Not an oak, but a fir, is monarch here. The tree is said to contain upwards of 250 cubic feet of timber, and, as may readily be imagined, stands a noble specimen of the Scotch pine. The largest tree in Scotland, however, is a fine old oak, contiguous to Tullibody house, the property of Lord Abercromby. In that tree there are about 600 cubic feet of measurable timber. In the Dunmore forest, marked with many a winding path, the naturalist will find much to interest him. The wood-reed, meadow-grass, (Poa sylvatica,) grows luxuriantly. We saw a plant of the same, 7 feet in height; and a stalk of the sea-lime grass (Elymus arenarius,) which measured 4 feet 10 inches. Striking deeply into the woods, we came upon a considerable area of the Aconitum napellus; and also discovered a fern, by no means attractive, compared with its magnificent and stately neighbours, but which the practised eye of a botanist could not pass over amid the vulgar throng. The Lastrea cristata is a fern so rare, that Hooker has not dared to give a habitat for it in Scotland; while Hennedy indicates only one. This plant delights to inhabit a boggy heath, and such was the soil on which we now stood. We must confess to a high admiration – a love that we have never found misdirected – for those lovely and ever-interesting occupants of the wayside and woodland. In their graceful curves, in the delicate tracery of their fronds, in the beautiful effects of colour, and of light and shade, which they present, none of the lowlier growing plants come near them.

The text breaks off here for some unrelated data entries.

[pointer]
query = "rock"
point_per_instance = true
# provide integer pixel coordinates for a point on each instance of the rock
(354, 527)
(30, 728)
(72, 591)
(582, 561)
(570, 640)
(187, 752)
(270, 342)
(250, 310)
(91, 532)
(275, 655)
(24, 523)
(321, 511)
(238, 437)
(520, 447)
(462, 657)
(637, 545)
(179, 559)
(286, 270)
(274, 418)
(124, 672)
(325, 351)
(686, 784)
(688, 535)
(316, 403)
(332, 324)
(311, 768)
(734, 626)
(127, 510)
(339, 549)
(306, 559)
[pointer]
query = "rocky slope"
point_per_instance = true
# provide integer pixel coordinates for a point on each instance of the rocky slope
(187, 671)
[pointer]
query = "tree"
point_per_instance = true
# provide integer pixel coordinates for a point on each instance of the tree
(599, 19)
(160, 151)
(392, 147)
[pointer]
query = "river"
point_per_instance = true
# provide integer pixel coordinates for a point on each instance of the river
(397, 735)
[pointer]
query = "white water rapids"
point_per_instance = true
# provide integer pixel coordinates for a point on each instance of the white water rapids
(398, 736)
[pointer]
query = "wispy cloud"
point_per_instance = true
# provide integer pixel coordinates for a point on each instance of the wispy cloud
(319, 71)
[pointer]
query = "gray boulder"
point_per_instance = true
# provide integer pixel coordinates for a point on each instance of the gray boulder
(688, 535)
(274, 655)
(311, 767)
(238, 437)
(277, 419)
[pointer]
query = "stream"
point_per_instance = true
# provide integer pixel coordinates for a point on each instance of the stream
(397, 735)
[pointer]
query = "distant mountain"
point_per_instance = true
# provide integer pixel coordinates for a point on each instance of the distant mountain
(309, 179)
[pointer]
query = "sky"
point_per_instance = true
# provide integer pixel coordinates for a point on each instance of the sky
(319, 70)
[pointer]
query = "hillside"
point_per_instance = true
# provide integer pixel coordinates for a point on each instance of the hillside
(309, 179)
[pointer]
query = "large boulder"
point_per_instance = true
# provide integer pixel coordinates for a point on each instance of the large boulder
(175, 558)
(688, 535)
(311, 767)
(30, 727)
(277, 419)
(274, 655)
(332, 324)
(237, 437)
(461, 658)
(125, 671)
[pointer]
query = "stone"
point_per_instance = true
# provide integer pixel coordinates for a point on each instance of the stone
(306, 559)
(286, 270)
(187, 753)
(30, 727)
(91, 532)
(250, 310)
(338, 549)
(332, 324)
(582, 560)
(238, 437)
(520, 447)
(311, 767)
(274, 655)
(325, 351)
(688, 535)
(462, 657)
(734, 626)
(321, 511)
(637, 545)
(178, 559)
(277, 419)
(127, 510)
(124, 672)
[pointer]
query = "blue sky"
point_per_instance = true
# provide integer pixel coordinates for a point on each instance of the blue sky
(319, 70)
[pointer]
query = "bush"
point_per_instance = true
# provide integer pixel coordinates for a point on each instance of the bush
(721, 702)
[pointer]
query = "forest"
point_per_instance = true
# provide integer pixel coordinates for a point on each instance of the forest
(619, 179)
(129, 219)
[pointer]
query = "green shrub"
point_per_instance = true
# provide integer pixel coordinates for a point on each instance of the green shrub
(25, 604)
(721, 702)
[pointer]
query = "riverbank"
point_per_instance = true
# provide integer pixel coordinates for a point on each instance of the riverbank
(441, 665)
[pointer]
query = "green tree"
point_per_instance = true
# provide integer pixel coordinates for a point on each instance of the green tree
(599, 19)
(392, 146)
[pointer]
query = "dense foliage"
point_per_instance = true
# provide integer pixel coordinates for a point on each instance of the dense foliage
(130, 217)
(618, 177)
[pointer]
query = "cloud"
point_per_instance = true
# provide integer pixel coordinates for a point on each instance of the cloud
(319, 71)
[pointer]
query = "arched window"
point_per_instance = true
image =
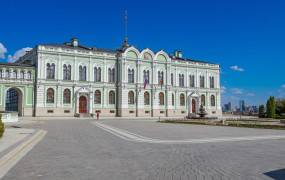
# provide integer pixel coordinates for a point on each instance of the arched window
(66, 96)
(182, 100)
(202, 81)
(192, 80)
(97, 74)
(146, 76)
(50, 95)
(161, 98)
(97, 99)
(15, 74)
(181, 80)
(111, 97)
(22, 75)
(160, 77)
(111, 75)
(213, 100)
(212, 82)
(203, 100)
(50, 71)
(7, 73)
(131, 75)
(82, 73)
(29, 75)
(146, 98)
(131, 97)
(66, 72)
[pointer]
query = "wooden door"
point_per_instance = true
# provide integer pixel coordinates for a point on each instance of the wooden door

Nor can the old quarry be overlooked, out of which the stone of the present mansion was taken. It is, however, quite unlike its natural self – at bottom a miniature valley of shrubbery, carpeted with radiant turf; while the rocky slopes are ivy-fringed, and starred with many constellations of the flowering year. Here, also, is a rustic summer house, thatched and walled with heather. Encircling it, are various specimens of the Wellingtonia gigantean. And now appear the hermit’s cave, and elfin boulder. The latter curiosity, as the legend goes, was cast by a witch from the Ochils upon a trio of banditti, who were thereby crushed unmercifully into the nether world. The very finger-marks of "Hecate," the beldam, were shown us. The boulder, in plain language, is a conglomerate of sand and channel, and has its position, no doubt, from glacial action. On this point, indeed, the evidences of the crag and tale are quite conclusive. In an earlier geological period, a great sea swept boldly from the north-west, joining the Atlantic with the German ocean; and the gigantic icebergs which were transported by marine currents to the south-east, must naturally have deposited many of the monster boulders everywhere found across the neck of land under consideration.

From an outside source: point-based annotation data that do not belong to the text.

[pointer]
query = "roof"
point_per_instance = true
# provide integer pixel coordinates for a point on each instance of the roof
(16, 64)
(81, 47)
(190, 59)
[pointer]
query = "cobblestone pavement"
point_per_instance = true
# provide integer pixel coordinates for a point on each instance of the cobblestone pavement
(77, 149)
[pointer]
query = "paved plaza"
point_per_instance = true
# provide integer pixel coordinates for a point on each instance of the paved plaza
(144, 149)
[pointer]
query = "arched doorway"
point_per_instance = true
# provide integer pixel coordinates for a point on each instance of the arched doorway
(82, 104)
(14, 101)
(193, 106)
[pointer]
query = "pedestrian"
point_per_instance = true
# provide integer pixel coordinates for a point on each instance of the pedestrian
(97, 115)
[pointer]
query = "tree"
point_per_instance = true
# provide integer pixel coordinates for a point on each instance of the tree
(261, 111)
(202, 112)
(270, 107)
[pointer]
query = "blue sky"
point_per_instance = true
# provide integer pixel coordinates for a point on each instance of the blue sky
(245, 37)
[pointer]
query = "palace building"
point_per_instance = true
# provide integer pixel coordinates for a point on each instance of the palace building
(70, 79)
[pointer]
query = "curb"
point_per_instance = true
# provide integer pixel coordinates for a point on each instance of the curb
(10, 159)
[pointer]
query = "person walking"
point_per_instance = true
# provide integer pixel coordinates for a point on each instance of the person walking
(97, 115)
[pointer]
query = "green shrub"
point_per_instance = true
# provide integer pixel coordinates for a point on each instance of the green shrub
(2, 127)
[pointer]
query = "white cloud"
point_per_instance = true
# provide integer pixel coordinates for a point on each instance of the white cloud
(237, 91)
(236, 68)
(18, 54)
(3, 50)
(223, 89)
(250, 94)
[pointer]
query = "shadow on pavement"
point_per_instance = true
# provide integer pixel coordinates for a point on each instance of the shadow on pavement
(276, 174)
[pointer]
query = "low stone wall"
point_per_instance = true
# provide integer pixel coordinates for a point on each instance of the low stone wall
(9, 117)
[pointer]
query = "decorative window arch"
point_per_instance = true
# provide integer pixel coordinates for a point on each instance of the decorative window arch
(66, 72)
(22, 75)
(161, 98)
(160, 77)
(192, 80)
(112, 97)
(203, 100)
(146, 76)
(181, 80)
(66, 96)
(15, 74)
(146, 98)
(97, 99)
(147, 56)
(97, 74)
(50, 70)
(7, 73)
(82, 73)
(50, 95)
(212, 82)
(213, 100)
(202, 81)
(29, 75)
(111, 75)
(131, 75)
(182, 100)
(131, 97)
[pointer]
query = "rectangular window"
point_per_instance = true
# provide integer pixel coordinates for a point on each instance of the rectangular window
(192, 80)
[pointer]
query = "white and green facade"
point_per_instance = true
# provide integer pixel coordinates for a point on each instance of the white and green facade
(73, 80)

Between this and Dunmore moss there are acres of beautiful ferns, although the varieties are not numerous. The Aspidium filix-mas occupies fully seven-eighths of the wood; and the variety Asplenium filix-foemina is also met with occasionally. The moss lies upon carse-clay, and is from ten to fourteen feet in thickness. It is of large extent, and was lately covered with stunted heather; but a great fire swept over its surface some years ago, leaving the mossy track a veritable black wilderness. At the present time, this wide and bleak region exhibits a striking contrast to its surroundings. On every side for miles there are pleasant fields of grass or cereals in a thriving condition, with plantations in various stages of growth and beauty. Across the dark expanse are numerous piles of peat which have been cast and stocked by the local farmers for boiler fires, and sale in the out-lying villages. And of the fuels obtained from the earth’s crust, the most obvious and accessible is peat. It is strictly a vegetable accumulation – mosses, rushes, grasses, heaths, and other marsh plants contributing to its growth, the rate of which is very difficult to approximate. Throughout the country, however, many peat-bogs show an accumulation of from three to five feet since the time of the Roman invasion, now nearly eighteen hundred years ago.